James M. S. Tait, Lerwick
How far are we justified in planning ahead ? Worrying about tomorrow is forbidden (Matt. 6. 34) ; so is boasting of tomorrow (James 4. 13) ; but the exercise of prudent forethought to meet contingencies which ordinary common sense can foresee—that kind of planning ahead is not only permissible but is a Christian duty, as will be seen from a consideration of three New Testament passages where " forethought " is mentioned, in relation to home life, assembly life and business life, respectively.
Home life.
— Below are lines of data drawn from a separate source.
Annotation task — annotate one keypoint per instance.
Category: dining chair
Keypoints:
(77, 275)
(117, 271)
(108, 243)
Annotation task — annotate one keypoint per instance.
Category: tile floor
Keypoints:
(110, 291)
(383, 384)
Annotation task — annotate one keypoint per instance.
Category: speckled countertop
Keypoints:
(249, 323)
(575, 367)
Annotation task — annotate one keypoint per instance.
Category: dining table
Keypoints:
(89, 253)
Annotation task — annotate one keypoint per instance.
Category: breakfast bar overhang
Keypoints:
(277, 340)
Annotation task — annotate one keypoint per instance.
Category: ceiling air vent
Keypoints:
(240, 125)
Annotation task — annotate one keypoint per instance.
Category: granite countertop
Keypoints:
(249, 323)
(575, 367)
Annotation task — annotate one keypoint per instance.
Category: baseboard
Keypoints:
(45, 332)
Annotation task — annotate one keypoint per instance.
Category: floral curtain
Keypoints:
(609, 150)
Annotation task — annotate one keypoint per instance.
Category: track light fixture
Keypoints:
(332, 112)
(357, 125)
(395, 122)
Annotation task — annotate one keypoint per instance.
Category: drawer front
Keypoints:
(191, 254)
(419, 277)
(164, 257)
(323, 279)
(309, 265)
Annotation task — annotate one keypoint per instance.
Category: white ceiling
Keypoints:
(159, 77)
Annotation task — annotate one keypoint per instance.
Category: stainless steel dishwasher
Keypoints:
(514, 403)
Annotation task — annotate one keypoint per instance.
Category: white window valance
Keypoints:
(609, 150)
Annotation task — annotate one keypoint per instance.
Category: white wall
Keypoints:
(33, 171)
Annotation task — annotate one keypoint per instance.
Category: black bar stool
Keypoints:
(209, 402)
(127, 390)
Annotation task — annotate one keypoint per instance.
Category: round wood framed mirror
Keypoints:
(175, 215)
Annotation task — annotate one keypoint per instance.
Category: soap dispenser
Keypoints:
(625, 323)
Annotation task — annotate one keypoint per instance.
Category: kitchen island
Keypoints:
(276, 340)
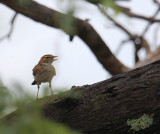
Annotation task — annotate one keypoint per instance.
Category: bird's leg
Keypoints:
(50, 88)
(37, 91)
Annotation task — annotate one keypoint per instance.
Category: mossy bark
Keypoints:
(111, 106)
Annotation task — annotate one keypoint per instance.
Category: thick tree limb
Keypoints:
(84, 30)
(108, 106)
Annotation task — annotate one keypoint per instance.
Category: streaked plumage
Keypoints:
(44, 71)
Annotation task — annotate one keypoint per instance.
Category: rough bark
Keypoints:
(105, 107)
(83, 30)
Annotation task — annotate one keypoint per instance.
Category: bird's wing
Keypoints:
(37, 69)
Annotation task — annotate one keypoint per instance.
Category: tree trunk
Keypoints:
(125, 103)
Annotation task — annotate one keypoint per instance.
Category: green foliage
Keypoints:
(24, 2)
(28, 118)
(106, 3)
(141, 123)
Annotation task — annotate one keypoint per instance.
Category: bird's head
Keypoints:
(48, 58)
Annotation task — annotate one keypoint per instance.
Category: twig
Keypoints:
(129, 13)
(8, 35)
(150, 23)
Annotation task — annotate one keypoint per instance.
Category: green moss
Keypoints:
(143, 122)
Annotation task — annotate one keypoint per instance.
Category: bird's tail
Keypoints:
(34, 83)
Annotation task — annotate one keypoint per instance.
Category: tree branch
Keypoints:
(84, 30)
(114, 106)
(11, 29)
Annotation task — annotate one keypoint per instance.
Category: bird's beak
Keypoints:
(55, 57)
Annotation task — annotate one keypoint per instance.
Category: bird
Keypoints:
(44, 71)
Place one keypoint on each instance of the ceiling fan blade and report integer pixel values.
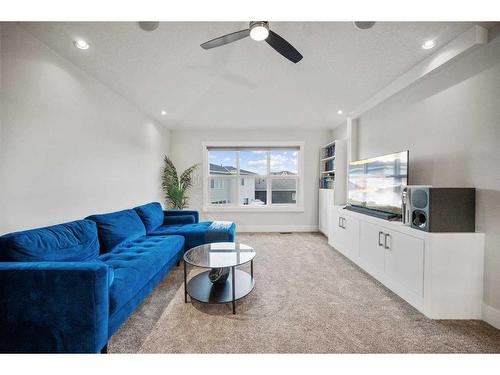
(225, 39)
(283, 47)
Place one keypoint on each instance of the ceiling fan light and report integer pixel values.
(259, 32)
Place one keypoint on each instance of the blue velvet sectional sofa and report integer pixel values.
(69, 287)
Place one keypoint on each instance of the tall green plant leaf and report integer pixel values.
(175, 188)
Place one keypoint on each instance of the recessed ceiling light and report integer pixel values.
(259, 31)
(81, 44)
(428, 44)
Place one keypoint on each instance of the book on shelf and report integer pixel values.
(329, 165)
(326, 183)
(329, 151)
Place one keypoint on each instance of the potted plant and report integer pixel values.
(174, 187)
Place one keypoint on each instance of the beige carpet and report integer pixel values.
(308, 298)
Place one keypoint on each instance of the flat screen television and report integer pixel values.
(377, 183)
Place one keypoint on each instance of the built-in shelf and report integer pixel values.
(329, 158)
(332, 180)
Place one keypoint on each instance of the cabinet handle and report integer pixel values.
(385, 241)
It is obvious that if a man has others dependent on him who are unable to earn their own living, these dependants may be exposed to distress unless he exercises forethought; and in 1 Tim. 5. 8, Paul warns that in such a case thoughtlessness is reprehensible, and all the more so if it masquerades as " faith." " Anyone who has no forethought for his own—and particularly for his own household" (so far from being a shining example of faith) " has negatived the faith ; he is behaving worse than if he had no faith at all."
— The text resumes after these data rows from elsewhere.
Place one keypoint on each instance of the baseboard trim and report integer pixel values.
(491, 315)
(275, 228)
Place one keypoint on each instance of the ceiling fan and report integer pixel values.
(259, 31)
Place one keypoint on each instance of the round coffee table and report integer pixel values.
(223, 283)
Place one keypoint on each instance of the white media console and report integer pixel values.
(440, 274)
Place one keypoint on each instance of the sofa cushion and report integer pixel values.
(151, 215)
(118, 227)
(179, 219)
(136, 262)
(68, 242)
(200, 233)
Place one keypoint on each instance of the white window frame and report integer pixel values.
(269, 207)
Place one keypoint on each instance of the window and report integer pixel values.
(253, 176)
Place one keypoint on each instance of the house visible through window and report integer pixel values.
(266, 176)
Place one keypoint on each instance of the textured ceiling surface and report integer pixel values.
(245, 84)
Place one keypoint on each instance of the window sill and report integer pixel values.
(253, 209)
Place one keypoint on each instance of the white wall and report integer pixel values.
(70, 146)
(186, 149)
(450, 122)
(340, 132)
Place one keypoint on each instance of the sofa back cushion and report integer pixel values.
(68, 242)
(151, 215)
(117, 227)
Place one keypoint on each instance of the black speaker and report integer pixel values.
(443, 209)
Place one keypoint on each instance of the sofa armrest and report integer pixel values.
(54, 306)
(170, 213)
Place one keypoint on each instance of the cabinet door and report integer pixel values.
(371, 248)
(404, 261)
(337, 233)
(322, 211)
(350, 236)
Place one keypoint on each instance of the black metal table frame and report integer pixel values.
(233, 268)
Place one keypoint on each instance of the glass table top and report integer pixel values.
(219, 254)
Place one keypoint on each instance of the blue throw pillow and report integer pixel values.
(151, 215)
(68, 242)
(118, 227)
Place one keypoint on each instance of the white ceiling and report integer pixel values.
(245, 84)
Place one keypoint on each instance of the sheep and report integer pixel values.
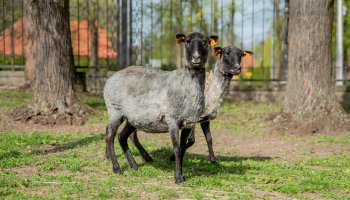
(158, 101)
(217, 82)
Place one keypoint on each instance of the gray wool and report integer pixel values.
(216, 87)
(151, 99)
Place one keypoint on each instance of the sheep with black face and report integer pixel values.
(158, 101)
(217, 83)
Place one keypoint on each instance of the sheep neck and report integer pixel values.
(193, 83)
(217, 85)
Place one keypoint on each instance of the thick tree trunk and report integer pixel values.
(50, 54)
(93, 43)
(310, 104)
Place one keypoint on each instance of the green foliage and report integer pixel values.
(54, 165)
Assembly life. Paul himself exercised forethought in connection with the administration of the bounty of the saints (2 Cor. 8. 21). "We have forethought to keep things right, not only in the sight of God but also in the sight of men." Thoughtless, slipshod handling of such matters is not to be excused by saying that God knows the integrity of our conduct; it is our duty so to act that men, too, can satisfy themselves that all is in order.
Business life. Similar language is used, but applying to another field, in Rom. 12. 17. Here, what is in view is the Christian's behaviour amongst men in the world ; he is to " have forethought to keep everything right in the sight of everybody." It would be far from commendable for a Christian so to neglect the responsibilities of life (even on the pretext of engaging in Christian work) that his affairs became embarrassed, and others suffered loss through his neglect.
There is, however, an evil kind of forethought. Exercise no forethought about the lusts of the flesh (Rom. 13. 14). Shameful indeed would it be for a Christian to spend time and thought planning and prearranging matters so as to fit this worldly amusement or that into a crowded life, or studying how circumstances may be so manipulated as to minister to self-gratification and obviate the reproach of Christ. To one thus engaged, planning ahead for ease and pleasure, God said " Thou fool " (Luke 12. 20).